Para o ministro Balazeiro, a atividade jurisdicional do TST nesses processos contribui para que se possa assentar padrões mínimos que assegurem saúde e segurança no trabalho. Mas, para quem está na informalidade, reivindicar direitos representa um desafio. “O fato é que, já que muitos dos ocupados no trabalho informal desenvolvem atividades em condições precárias, auferindo baixa remuneração, muitas vezes nem mesmo têm consciência dos direitos que possuem”, pondera.
Como mudar a realidade de trabalhadores informais
Balazeiro considera, entre as principais medidas necessárias para mitigar os riscos à saúde e segurança dos trabalhadores informais, a necessidade de se buscar a transição da economia informal para a economia formal, conforme consta na Recomendação 204/2015 da Organização Internacional do Trabalho (OIT).
“É fato que essa transição envolve mudanças econômicas estruturais, que não se operam em curto espaço de tempo.
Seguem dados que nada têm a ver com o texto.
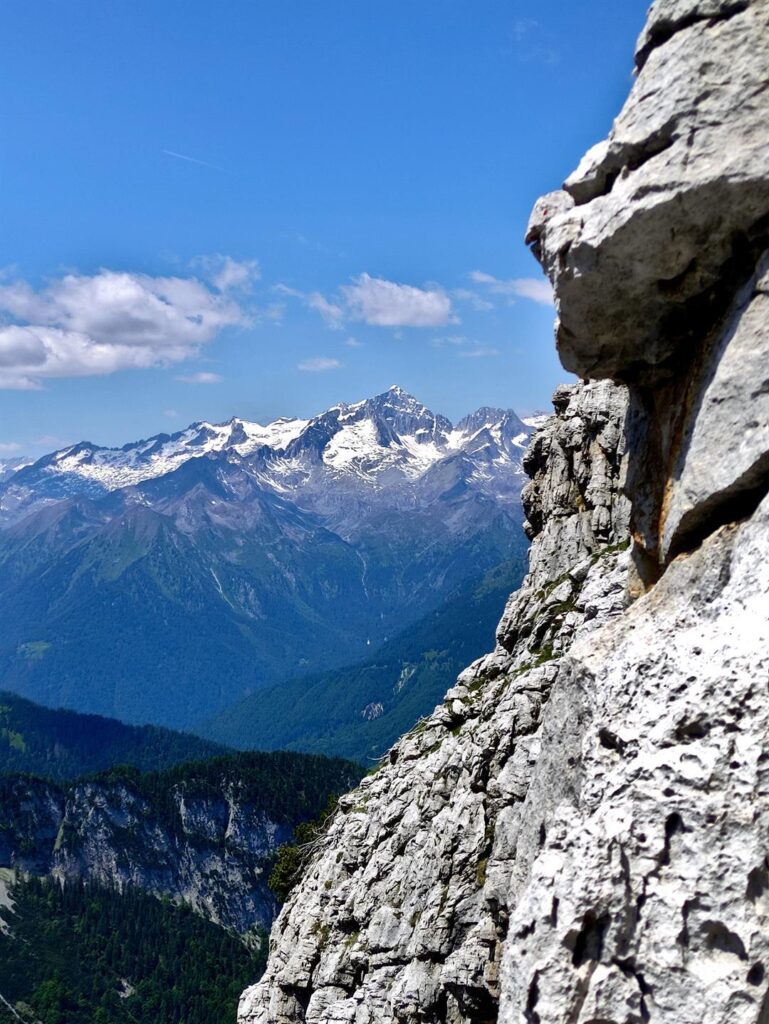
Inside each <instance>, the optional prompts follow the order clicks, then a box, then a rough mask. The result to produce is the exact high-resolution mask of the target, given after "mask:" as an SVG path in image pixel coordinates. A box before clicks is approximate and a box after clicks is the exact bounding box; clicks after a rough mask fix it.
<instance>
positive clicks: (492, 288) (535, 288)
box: [469, 270, 553, 306]
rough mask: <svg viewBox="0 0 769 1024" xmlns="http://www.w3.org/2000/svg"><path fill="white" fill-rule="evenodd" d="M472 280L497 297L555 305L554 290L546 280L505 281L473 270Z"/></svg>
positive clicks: (551, 305) (478, 271)
mask: <svg viewBox="0 0 769 1024" xmlns="http://www.w3.org/2000/svg"><path fill="white" fill-rule="evenodd" d="M469 276H470V280H471V281H472V282H473V283H474V284H476V285H481V286H482V287H484V288H487V289H488V291H489V292H492V293H493V294H495V295H506V296H507V297H508V298H509V299H511V300H512V299H514V298H520V299H529V300H530V301H531V302H538V303H540V305H543V306H552V305H553V289H552V288H551V286H550V282H549V281H548V280H547V279H546V278H510V279H508V280H507V281H503V280H501V279H500V278H495V276H494V274H492V273H485V272H484V271H483V270H472V271H471V272H470V274H469Z"/></svg>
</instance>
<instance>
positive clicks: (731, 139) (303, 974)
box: [240, 0, 769, 1024]
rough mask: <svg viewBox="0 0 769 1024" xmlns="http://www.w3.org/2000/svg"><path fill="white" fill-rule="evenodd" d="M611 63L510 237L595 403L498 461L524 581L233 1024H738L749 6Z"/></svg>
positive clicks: (760, 482) (327, 868) (759, 450)
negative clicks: (567, 177) (575, 127)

Enquanto se caminha nesse sentido, há outras medidas que podem ser adotadas, tais como ampliação das atividades de inspeção do trabalho, de capacitação profissional e de cobertura de assistência à saúde e previdência social”, observa o magistrado.
Outro passo importante, destaca Balazeiro, é reconhecer que, para além do papel essencial do poder público na implementação de melhorias para a saúde e segurança dos trabalhadores informais, agentes do setor privado também podem contribuir significativamente.
“Nas últimas décadas, com a ampliação da terceirização e do fenômeno da globalização, muitos produtos finais e serviços envolvem toda uma cadeia produtiva. Em alguma etapa, essa cadeia pode contar com o trabalho informal. Assim, passa a constituir responsabilidade social da empresa cuidar da saúde e segurança no trabalho não apenas de seus empregados, mas também de todos os envolvidos na cadeia produtiva”, alerta o ministro.
Caminhos possíveis para a formalização
- Registro na Carteira de Trabalho e Previdência Social (CTPS): quando o trabalhador é contratado por uma empresa ou microempreendedor individual, o empregador é obrigado a registrar o seu contrato na Carteira de Trabalho. Dessa forma, a empresa procederá com o cadastro no Programa de Integração Social (PIS), registro essencial para que a pessoa trabalhadora tenha acesso a benefícios trabalhistas, como seguro-desemprego e abono salarial, e também previdenciários, como aposentadoria, auxílio por incapacidade temporária (antigo auxílio-doença) e salário-maternidade.
- Microempreendedor Individual (MEI): a formalização como MEI permite ao trabalhador que atua por conta própria ter um CNPJ, o que possibilita à pessoa acesso a benefícios previdenciários. Com as contribuições mensais em dia e cumprindo a carência necessária para cada benefício, o microempreendedor individual tem direito à aposentadoria programada; auxílio por incapacidade permanente (antiga aposentadoria por invalidez); auxílio por incapacidade temporária e salário-maternidade. Para os dependentes, são garantidos o auxílio-reclusão e pensão por morte. Saiba mais sobre o MEI acessando o Portal do Empreendedor.
- Atuação institucional para um trabalho decente
Na Justiça do Trabalho, o Programa Trabalho Seguro, que atua há mais de uma década em políticas e campanhas de saúde e segurança, surgiu como parte do esforço coletivo para alertar e contribuir com uma resposta concreta ao alarmante número de acidentes de trabalho e doenças ocupacionais no Brasil.
O programa tem buscado oferecer diversos subsídios, por exemplo, formalizando parcerias com instituições públicas e privadas, promovendo seminários e debates em ambientes acadêmicos, além de divulgação jurídica sobre o tema. “Recentemente, formalizamos convênio com a Universidade de São Paulo voltado para o desenvolvimento legislativo envolvendo as Normas Regulamentadoras nºs 1 (Disposições Gerais), 12 (Máquinas e Equipamentos) e 14 (Fornos) do Ministério do Trabalho”, adianta Balazeiro.